Há ainda vestígios do vento que durante o dia de ontem calcorreou a cidade. É cedo e, daqui de onde eu vivo, observo o céu que conserva uma capa escura atrás das casas. A luz que vem de nascente insiste em espelhar-se nas vidraças dos prédios altos. Não sendo fenómeno original, sinto-o hoje como uma espécie de sinal. Claro que cada um vê o que quer, onde quer que seja, e eu decidi que veria um sinal.
Mantenho-me presa à janela por longos minutos. Não fora esta pandemia e subiria à cidade para sorver o ar frio deste estranho Janeiro. Pisar a calçada e sentir-me privilegiada. Saber que outra mulher, noutros tempos, terá percorrido as mesmas ruas ladeadas de casas de granito. Imaginar como seria se a encontrasse por acaso. Que lhe responderia se me perguntasse que dia é hoje.
Retorno à mesa onde escrevo esta crónica. Através da janela à minha frente continuo a observar a cidade. O silêncio que a envolve é bem o reflexo do medo desta guerra invisível. O receio do outro. Só o outro nos pode injectar o veneno. É por isso que ficamos em casa, porque o antídoto tarda. Dou por mim a pensar como urge afrontar outras batalhas. Sem armas. Sem vacinas. Sem medo. Basta sair de casa com uma caneta na mão. Colocar uma cruz no quadrado em frente daquele ou daquela a quem vamos confiar o nosso poder. Soubéssemos todos como é verdadeiramente nosso o poder e ninguém ficaria em casa.
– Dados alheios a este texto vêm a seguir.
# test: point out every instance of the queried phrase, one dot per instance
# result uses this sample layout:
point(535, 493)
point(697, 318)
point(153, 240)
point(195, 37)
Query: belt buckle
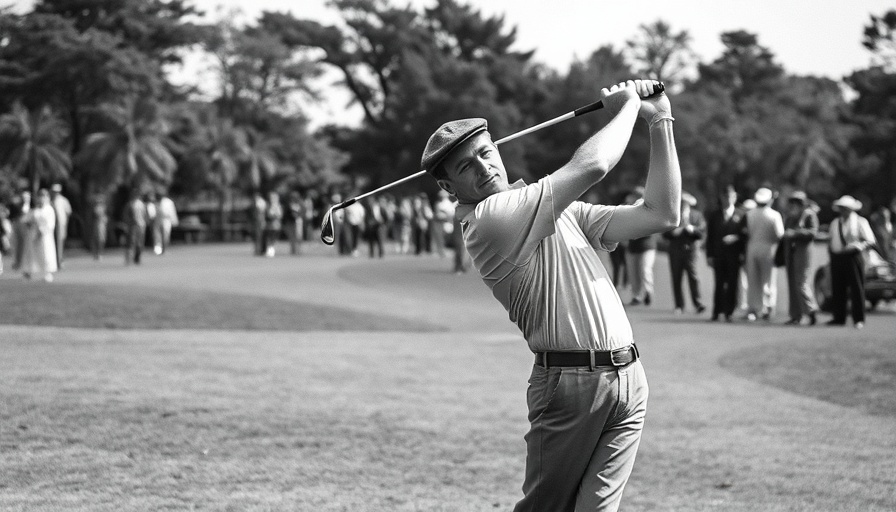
point(617, 361)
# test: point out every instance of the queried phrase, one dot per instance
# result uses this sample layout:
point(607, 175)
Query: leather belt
point(588, 358)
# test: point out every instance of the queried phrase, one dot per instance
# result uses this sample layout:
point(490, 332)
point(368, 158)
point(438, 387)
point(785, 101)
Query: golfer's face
point(475, 170)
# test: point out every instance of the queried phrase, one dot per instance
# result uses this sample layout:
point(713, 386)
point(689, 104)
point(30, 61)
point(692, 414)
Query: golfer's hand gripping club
point(327, 229)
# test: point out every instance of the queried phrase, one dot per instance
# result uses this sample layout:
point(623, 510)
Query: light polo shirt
point(543, 267)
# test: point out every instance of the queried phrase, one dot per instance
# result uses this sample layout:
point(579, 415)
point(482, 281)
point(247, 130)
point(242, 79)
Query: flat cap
point(447, 137)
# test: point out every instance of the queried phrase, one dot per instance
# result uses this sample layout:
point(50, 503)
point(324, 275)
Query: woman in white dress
point(39, 259)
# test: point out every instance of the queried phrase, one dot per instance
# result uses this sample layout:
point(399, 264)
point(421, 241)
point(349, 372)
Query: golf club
point(327, 229)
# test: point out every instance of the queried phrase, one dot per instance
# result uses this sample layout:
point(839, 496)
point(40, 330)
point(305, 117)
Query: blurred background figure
point(374, 227)
point(851, 235)
point(63, 210)
point(442, 222)
point(881, 220)
point(422, 217)
point(684, 245)
point(640, 256)
point(18, 213)
point(724, 253)
point(258, 212)
point(99, 224)
point(294, 221)
point(764, 228)
point(354, 221)
point(39, 256)
point(166, 219)
point(404, 218)
point(800, 228)
point(5, 235)
point(273, 218)
point(135, 221)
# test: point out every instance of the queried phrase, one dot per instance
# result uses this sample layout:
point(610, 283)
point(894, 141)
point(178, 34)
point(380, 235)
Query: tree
point(30, 145)
point(131, 151)
point(660, 53)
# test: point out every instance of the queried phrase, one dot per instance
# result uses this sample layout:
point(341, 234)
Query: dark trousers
point(726, 270)
point(684, 262)
point(848, 282)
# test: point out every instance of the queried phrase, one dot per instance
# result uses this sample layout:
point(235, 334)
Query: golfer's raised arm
point(600, 153)
point(660, 209)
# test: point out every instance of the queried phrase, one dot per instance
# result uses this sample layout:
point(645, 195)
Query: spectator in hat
point(63, 211)
point(851, 235)
point(764, 228)
point(684, 244)
point(724, 253)
point(800, 228)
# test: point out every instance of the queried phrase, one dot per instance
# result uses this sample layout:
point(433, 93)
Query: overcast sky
point(808, 37)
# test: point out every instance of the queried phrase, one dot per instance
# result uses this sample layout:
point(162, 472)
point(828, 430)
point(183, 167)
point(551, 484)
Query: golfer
point(536, 247)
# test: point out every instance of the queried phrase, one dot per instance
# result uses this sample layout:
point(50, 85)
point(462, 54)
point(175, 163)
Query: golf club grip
point(658, 89)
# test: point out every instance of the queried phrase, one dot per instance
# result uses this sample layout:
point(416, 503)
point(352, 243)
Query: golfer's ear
point(446, 186)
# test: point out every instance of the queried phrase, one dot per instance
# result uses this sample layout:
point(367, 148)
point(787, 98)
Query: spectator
point(881, 221)
point(99, 222)
point(639, 259)
point(724, 253)
point(135, 219)
point(273, 218)
point(39, 256)
point(18, 213)
point(851, 235)
point(354, 220)
point(259, 211)
point(421, 217)
point(166, 219)
point(294, 221)
point(800, 228)
point(442, 222)
point(684, 243)
point(764, 227)
point(374, 227)
point(63, 211)
point(5, 235)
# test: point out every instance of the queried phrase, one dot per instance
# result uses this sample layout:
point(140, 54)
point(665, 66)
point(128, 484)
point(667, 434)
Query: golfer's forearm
point(662, 191)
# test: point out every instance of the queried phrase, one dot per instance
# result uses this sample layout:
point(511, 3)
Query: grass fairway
point(202, 411)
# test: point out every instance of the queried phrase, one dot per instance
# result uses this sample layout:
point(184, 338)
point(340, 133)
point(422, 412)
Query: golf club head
point(327, 228)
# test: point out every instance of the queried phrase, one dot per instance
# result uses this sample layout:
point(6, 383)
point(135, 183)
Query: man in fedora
point(800, 228)
point(765, 227)
point(536, 247)
point(851, 235)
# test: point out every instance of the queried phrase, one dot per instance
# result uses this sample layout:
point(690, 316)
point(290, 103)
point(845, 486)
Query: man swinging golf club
point(536, 247)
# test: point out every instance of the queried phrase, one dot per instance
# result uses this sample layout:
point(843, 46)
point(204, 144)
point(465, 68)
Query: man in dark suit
point(724, 252)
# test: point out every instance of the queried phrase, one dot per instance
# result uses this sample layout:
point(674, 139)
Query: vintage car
point(880, 281)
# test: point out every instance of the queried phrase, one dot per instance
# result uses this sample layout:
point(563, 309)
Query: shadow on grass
point(120, 307)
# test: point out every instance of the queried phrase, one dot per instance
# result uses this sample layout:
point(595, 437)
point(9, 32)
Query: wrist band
point(659, 116)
Aquela mulher insiste em rondar o início deste meu dia. Traz com ela as bandeiras vermelhas e verdes para eu bordar. E, clandestinamente, junto-me a ela e dou de mim o meu melhor. Enquanto bordamos vai-me falando da sua vontade de justiça e da importância da militância naquilo em que acreditamos. Diz que os conflitos bélicos podem ter resolução através do diálogo. Conta-me como defende os direitos das mulheres. Diz não desistir enquanto não vir praticado o sufrágio feminino. Pelos direitos e deveres iguais entre homens e mulheres jamais vai deixar de lutar. Que é premente a instrução das crianças.
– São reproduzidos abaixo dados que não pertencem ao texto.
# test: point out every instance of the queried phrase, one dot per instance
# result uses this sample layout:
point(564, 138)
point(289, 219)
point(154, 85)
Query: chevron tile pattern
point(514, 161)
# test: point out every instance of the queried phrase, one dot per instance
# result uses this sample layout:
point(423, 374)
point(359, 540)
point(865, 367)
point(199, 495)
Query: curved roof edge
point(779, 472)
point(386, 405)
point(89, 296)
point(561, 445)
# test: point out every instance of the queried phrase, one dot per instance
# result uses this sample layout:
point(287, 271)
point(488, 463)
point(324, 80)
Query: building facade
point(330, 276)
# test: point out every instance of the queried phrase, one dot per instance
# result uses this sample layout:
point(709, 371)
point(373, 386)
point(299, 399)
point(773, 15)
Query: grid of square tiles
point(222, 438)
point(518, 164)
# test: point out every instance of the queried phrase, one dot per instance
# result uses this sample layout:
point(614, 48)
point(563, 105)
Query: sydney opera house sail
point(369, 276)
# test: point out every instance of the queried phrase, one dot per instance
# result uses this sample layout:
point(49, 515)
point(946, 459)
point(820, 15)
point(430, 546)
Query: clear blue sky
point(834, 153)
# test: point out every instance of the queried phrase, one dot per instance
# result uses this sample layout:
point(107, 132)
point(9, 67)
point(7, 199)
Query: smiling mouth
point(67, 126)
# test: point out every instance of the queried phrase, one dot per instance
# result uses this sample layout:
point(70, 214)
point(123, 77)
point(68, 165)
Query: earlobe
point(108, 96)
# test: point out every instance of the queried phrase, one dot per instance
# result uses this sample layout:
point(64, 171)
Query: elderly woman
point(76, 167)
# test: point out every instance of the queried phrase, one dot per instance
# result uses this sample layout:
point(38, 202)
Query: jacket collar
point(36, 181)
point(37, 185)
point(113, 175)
Levanto a cabeça e olho novamente a cidade. A capa escura vai-se estendendo e ocupando mais espaço. Gostava de ter poderes que me permitissem abrir brechas de luz. Ter voz forte para lembrar que nesta cidade nasceu, num Abril distante, uma mulher de liberdade. Que somos herdeiros desse espírito inconformado. Que temos o dever de não deixar cair por terra o seu livre-pensamento, as causas porque se bateu. Que o pioneirismo inconformado tem que vingar. Nem que seja necessário subverter a lei a nosso favor. Saber de gramática para podermos requerer. Alegar que o plural masculino inclui o masculino e o feminino. Que chefes de família não voltarão a ser exclusivamente os homens.
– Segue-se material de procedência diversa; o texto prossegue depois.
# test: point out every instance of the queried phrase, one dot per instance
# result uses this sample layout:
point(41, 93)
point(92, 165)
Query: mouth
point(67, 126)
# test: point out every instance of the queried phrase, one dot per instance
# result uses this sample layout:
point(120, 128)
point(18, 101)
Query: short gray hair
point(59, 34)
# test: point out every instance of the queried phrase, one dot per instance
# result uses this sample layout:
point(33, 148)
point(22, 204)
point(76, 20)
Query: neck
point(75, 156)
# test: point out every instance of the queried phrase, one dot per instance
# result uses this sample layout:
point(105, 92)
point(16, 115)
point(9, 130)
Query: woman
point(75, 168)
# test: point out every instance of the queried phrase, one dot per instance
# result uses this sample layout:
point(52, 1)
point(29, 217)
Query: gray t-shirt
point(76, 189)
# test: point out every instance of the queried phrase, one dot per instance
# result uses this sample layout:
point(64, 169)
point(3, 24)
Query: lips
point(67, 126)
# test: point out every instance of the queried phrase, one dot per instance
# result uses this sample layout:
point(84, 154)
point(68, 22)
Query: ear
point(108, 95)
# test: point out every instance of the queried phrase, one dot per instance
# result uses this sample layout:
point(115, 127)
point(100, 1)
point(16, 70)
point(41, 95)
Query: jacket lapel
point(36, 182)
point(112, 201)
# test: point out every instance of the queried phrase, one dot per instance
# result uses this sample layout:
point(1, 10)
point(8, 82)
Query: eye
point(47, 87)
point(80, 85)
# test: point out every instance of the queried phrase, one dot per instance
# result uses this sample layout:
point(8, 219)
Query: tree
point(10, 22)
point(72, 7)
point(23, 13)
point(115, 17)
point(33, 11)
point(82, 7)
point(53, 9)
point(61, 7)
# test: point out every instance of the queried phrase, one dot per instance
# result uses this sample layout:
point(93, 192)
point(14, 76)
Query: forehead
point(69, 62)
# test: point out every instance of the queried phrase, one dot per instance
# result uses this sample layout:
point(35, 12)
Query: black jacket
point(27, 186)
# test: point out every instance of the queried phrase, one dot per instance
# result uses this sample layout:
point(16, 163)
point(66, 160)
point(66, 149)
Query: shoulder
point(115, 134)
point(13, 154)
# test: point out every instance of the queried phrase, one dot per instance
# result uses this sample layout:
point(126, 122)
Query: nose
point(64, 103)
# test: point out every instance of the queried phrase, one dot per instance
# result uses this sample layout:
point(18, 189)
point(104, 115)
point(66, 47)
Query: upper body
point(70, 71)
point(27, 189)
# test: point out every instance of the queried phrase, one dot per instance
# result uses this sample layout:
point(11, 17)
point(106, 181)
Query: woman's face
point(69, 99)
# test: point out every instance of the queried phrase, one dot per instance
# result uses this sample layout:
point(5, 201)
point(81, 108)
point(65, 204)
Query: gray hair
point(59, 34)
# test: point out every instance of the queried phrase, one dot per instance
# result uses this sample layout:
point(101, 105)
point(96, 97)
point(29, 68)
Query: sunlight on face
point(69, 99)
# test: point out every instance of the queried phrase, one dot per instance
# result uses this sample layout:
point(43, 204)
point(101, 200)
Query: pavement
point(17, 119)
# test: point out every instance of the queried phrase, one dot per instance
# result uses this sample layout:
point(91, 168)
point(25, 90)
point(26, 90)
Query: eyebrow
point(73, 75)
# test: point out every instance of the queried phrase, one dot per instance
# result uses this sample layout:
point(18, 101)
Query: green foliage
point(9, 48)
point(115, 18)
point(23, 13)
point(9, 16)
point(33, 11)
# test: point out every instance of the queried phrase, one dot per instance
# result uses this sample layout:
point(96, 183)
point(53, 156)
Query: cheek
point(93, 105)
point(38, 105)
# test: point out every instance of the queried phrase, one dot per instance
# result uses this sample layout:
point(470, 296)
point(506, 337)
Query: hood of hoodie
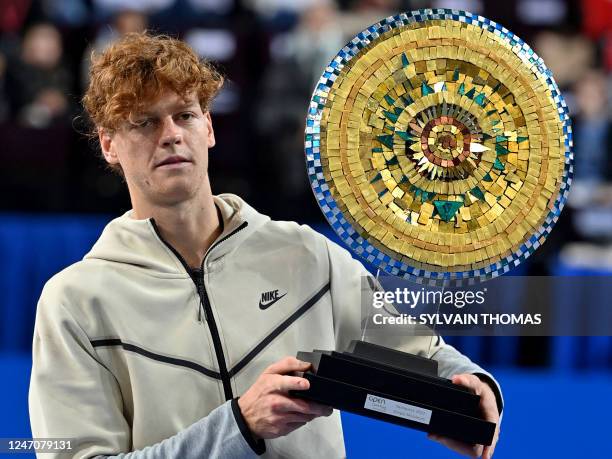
point(137, 243)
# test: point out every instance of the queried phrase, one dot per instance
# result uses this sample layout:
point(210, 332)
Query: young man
point(173, 337)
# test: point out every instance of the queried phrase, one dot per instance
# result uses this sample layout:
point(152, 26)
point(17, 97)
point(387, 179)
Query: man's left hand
point(488, 406)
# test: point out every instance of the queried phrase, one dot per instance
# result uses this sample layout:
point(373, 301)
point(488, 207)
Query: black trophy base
point(395, 387)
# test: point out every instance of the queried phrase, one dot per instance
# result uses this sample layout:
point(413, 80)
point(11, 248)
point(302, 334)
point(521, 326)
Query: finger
point(284, 384)
point(287, 365)
point(470, 381)
point(290, 427)
point(288, 418)
point(488, 450)
point(306, 407)
point(488, 403)
point(458, 446)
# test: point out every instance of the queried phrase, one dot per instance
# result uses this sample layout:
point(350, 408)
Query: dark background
point(56, 194)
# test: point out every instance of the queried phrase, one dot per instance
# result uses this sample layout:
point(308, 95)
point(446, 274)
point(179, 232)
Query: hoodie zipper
point(205, 303)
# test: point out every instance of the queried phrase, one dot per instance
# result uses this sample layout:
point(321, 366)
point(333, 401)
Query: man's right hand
point(266, 406)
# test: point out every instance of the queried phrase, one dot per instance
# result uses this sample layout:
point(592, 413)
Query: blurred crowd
point(272, 52)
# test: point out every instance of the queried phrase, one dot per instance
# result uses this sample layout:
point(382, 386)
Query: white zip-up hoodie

Sei de pessoas de espírito aberto que não se acomodam – O Jorge que me persuadiu a escrever sobre esta mulher e me disse com humildade que ela estava necessitada das minhas palavras. Que era digna de ser relembrada. O António que se vestiu a rigor no dia em que uma escola da terra que a viu nascer a tornou patrona. A Paula Pais que criou a peça O Livre Pensamento e a fez estrear aqui, na Guarda, a sua cidade. A toponímia de ruas e pracetas de algumas localidades vão lembrando a memória desta mulher. Em Loures, um hospital com o seu nome está neste momento em quase colapso. São os efeitos desta guerra a fazerem-se sentir.
Hoje, se a encontrasse, gostaria de lhe confirmar que “as beiroas são criaturas inteligentes e com uma intuição instintiva para a liberdade”, como ela declarou ao jornal O Século a 5 de Abril de 1911. Poucos dias depois tornar-se-ia a primeira mulher a votar em Portugal e em toda a Europa Central e do Sul.
Lígia foi o nome que usou como membro da loja maçónica Humanidade. Em latim seria a eleita, a escolhida. Na mitologia grega, a voz clara ou quase um assobio. É com essa voz clara da Carolina Beatriz Ângelo e esse assobio em forma de apelo que hoje irei votar.